Graham Bowley / New York Times News Service /


Published Nov 13, 2012 at 04:00AM / Updated Nov 19, 2013 at 12:31AM

HERAT, Afghanistan — One of the most powerful former mujahedeen commanders in Afghanistan, Ismail Khan, is calling on his followers to reorganize and defend the country as Western militaries withdraw, in a public demonstration of faltering confidence in the national government and the Western-built Afghan National Army.

Khan is one of the strongest of a group of warlords who defined the country’s recent history in battling the Soviets, the Taliban and one another, and who then were brought into President Hamid Karzai’s Cabinet as a symbol of unity. Now, in announcing that he is remobilizing his forces, Khan has rankled Afghan officials and stoked fears that other regional and factional leaders will follow suit and re-arm, weakening support for the government and increasing the likelihood of civil war.

This month, Khan rallied thousands of his supporters in the desert outside Herat, the cultured western provincial capital and the center of his power base, urging them to coordinate and reactivate their networks. And he has begun enlisting new recruits and organizing district command structures.

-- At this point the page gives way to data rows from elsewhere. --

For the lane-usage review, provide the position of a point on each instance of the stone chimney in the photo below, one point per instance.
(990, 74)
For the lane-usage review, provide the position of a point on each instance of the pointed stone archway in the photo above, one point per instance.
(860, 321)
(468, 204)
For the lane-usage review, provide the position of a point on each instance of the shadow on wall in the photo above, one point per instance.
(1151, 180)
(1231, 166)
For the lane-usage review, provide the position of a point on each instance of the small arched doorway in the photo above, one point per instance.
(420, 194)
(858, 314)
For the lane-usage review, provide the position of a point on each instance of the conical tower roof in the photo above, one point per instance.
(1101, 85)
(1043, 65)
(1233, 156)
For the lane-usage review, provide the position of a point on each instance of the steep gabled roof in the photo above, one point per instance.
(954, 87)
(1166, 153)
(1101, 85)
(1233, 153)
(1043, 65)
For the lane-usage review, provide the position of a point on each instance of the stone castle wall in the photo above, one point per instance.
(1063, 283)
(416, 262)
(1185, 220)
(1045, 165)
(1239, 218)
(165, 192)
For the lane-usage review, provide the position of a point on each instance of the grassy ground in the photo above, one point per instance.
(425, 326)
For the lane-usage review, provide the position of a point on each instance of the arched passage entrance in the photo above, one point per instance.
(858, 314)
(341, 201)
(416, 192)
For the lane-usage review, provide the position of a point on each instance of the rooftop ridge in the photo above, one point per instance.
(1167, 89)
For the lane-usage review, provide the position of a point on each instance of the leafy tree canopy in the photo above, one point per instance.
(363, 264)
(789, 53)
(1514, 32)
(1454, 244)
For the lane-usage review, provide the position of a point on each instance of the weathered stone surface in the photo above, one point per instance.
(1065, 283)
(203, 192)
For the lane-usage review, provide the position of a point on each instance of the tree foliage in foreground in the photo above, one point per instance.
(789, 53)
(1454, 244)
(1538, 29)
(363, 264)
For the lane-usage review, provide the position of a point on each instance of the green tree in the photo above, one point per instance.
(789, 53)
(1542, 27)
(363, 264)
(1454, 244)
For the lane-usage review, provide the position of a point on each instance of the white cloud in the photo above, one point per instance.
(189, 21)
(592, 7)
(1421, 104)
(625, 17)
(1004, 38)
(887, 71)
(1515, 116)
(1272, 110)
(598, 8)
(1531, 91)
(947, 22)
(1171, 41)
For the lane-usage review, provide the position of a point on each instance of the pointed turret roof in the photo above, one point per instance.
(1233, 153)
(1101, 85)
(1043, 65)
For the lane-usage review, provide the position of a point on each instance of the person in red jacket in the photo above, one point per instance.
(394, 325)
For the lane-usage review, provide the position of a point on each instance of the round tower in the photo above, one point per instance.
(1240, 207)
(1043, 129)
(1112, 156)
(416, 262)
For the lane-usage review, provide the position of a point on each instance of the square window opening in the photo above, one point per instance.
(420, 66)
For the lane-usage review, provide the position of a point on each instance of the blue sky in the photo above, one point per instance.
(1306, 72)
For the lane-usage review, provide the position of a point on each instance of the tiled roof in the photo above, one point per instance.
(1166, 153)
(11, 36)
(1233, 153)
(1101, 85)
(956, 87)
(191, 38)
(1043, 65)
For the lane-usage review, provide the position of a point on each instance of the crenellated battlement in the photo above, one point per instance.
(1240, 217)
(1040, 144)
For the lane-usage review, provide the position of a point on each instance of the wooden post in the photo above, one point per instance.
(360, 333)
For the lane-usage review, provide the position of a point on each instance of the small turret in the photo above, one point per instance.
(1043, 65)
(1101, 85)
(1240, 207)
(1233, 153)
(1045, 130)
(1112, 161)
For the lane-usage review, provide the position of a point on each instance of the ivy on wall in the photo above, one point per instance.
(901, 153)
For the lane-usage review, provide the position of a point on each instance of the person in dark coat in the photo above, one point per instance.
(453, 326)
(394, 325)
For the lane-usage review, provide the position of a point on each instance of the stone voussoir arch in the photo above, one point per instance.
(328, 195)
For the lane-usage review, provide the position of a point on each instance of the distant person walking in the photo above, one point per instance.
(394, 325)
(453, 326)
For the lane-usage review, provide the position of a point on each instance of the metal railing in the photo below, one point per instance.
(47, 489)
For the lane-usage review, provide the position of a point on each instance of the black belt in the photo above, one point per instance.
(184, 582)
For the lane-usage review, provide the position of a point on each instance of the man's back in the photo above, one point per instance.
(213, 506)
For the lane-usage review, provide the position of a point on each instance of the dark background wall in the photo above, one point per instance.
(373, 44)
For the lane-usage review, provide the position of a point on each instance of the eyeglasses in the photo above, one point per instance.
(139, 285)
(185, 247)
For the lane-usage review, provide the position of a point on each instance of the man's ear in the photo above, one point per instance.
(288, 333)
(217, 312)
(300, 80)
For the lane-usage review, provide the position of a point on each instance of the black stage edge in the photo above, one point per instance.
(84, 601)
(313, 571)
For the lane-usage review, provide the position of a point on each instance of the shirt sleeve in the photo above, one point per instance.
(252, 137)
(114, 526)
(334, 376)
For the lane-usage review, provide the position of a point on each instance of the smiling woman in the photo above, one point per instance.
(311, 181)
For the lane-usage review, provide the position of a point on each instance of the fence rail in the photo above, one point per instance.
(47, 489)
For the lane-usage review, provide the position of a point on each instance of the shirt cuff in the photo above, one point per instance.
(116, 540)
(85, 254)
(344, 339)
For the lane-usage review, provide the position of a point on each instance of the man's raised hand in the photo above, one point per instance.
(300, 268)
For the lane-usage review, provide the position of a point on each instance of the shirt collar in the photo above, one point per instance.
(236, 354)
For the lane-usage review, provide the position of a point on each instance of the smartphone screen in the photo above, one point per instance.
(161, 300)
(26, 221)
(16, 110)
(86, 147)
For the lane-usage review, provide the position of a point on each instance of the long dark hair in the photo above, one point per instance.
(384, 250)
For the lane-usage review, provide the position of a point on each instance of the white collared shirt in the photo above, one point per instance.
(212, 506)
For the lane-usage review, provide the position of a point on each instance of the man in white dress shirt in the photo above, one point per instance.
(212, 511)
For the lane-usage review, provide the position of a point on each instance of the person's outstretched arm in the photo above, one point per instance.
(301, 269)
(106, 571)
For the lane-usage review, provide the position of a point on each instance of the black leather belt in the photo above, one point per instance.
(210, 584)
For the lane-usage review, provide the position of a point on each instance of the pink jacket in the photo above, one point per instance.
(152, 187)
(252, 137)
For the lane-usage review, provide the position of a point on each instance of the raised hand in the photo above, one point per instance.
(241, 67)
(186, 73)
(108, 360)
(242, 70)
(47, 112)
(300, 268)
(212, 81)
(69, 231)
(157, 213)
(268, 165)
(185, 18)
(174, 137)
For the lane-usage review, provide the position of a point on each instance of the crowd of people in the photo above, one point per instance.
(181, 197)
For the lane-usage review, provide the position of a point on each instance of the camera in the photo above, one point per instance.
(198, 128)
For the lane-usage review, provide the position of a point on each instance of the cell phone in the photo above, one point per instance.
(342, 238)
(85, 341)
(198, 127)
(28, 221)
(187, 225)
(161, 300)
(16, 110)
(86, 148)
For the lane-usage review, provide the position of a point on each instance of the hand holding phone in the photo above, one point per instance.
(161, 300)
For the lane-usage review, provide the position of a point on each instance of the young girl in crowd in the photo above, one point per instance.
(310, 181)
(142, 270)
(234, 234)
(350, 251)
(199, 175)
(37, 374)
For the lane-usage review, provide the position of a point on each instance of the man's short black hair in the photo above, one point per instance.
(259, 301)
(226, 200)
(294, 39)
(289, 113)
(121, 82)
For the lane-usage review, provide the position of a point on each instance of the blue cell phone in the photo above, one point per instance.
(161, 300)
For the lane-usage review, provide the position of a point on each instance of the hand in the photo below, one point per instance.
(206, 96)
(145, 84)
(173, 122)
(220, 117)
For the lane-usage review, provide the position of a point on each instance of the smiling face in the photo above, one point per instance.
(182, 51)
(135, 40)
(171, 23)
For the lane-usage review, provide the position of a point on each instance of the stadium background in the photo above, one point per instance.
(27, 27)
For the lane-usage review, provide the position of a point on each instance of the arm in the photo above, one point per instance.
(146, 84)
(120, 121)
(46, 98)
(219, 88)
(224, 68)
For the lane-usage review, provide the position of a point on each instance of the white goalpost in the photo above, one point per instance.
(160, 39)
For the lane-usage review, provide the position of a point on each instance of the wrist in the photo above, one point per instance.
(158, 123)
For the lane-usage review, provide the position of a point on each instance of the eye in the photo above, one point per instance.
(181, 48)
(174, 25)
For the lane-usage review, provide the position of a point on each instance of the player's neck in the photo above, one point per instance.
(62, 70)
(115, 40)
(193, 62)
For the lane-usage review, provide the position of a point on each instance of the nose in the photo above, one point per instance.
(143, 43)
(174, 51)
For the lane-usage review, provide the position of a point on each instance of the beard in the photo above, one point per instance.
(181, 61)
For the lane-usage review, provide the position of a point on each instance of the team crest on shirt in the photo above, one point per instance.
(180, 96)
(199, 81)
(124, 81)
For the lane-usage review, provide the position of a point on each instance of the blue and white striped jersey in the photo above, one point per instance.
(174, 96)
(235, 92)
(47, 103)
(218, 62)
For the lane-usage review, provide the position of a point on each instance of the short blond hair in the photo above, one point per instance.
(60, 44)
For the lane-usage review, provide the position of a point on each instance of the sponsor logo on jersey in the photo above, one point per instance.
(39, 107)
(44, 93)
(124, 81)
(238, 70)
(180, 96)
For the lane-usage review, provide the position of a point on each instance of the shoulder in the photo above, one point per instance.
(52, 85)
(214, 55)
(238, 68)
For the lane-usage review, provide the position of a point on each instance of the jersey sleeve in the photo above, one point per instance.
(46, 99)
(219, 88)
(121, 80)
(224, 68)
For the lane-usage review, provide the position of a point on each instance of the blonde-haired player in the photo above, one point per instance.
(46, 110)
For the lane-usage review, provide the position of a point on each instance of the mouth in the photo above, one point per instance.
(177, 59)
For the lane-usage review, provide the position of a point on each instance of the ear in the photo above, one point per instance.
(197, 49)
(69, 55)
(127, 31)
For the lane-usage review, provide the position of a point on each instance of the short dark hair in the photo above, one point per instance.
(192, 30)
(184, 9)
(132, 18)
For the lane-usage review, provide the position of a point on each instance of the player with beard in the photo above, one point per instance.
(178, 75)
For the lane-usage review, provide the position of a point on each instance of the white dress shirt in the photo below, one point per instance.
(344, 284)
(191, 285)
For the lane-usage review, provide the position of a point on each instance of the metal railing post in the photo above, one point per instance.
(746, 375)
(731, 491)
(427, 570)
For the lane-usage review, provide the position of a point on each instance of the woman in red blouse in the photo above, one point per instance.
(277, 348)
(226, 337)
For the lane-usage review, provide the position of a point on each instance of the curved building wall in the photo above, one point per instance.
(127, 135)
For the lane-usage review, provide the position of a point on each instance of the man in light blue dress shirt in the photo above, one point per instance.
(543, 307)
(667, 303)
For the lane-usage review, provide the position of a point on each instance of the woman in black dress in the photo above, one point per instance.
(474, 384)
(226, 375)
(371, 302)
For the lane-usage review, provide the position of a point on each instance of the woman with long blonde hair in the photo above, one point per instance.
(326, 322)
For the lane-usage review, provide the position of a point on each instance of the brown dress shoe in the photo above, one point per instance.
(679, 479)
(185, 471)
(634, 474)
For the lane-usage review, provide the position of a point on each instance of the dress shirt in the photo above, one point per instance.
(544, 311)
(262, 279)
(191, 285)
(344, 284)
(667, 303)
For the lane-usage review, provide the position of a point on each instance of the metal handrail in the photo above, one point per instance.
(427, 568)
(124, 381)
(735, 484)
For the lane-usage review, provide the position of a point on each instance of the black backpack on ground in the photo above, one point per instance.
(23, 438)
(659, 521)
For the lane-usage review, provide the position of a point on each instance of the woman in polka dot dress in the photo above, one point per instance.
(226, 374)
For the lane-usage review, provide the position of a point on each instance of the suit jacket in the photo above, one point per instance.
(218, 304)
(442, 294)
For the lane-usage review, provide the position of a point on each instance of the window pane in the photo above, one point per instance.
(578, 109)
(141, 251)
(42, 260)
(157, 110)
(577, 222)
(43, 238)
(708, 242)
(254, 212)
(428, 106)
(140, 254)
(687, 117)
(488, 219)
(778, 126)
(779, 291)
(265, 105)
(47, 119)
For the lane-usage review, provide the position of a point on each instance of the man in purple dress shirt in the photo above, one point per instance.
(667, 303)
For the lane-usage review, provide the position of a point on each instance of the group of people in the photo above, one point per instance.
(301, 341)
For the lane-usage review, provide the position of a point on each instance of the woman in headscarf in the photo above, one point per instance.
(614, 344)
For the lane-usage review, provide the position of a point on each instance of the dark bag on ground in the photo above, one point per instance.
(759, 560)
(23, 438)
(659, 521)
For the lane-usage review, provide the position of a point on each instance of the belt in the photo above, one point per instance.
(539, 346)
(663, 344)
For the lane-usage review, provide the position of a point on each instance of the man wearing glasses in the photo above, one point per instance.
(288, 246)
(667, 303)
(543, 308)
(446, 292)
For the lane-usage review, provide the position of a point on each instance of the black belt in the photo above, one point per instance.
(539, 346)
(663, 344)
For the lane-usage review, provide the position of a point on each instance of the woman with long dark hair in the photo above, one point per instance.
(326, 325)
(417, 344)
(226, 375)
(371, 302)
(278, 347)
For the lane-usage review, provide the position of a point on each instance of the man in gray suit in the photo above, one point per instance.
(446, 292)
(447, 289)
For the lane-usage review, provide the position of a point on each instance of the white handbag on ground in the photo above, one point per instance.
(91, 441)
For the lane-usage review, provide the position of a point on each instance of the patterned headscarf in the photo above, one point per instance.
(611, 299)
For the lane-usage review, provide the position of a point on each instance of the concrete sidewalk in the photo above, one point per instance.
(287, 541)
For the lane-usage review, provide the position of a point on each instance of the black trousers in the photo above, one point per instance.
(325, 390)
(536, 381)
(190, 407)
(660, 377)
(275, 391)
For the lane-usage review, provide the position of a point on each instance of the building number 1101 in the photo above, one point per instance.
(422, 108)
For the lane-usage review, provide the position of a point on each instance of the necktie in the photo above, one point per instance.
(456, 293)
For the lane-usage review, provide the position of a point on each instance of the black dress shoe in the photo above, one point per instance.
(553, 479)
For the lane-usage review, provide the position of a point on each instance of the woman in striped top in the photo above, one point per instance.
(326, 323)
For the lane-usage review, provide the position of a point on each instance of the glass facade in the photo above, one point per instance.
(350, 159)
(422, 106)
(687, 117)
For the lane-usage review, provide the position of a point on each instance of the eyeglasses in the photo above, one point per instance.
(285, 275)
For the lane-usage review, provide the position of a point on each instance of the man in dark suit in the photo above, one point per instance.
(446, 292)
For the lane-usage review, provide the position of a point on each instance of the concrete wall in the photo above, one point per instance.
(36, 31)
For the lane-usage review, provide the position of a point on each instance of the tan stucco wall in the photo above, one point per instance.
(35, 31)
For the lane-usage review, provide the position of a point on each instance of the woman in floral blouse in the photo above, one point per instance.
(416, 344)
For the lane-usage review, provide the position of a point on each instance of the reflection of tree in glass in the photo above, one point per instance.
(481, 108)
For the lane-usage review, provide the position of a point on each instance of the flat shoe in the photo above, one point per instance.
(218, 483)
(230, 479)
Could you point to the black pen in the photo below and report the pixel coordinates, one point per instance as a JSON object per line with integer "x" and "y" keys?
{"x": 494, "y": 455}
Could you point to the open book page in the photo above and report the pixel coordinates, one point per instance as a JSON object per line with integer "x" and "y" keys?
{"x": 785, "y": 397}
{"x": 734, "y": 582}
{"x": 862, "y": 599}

“We are responsible for maintaining security in our country and not letting Afghanistan be destroyed again,” Khan, the minister of energy and water, said at a news conference over the weekend at his offices in Kabul. But after facing weeks of criticism, he took care not to frame his action as defying the government: “There are parts of the country where the government forces cannot operate, and in such areas the locals should step forward, take arms and defend the country.”

Quick reaction

Karzai and his aides, however, were not greeting it as an altruistic gesture. The governor of Herat province called Khan’s reorganization an illegal challenge to the national security forces. And Karzai’s spokesman, Aimal Faizi, tersely criticized Khan.

“The remarks by Ismail Khan do not reflect the policies of the Afghan government,” Faizi said. “The government of Afghanistan and the Afghan people do not want any irresponsible armed grouping outside the legitimate security forces structures.”

In Kabul, Khan’s provocative actions have played out in the news media and brought a fierce reaction from some members of Parliament, who said the former warlords were preparing to take advantage of the U.S. troop withdrawal set for 2014.

“People like Ismail Khan smell blood,” Belqis Roshan, a senator from Farah province, said in an interview. “They think that as soon as foreign forces leave Afghanistan, once again they will get the chance to start a civil war, and achieve their ominous goals of getting rich and terminating their local rivals.”

Indeed, Khan’s is not the only voice calling for a renewed alliance of the mujahedeen against the Taliban, and some of the others are just as familiar.

Marshal Muhammad Qasim Fahim, an ethnic Tajik commander who is Karzai’s first vice president, said in a speech in September, “If the Afghan security forces are not able to wage this war, then call upon the mujahedeen.”

Another prominent former mujahedeen fighter, Ahmad Zia Massoud, said in an interview at his home in Kabul that people were worried about what was going to happen after 2014, and he was telling his own followers to make preliminary preparations.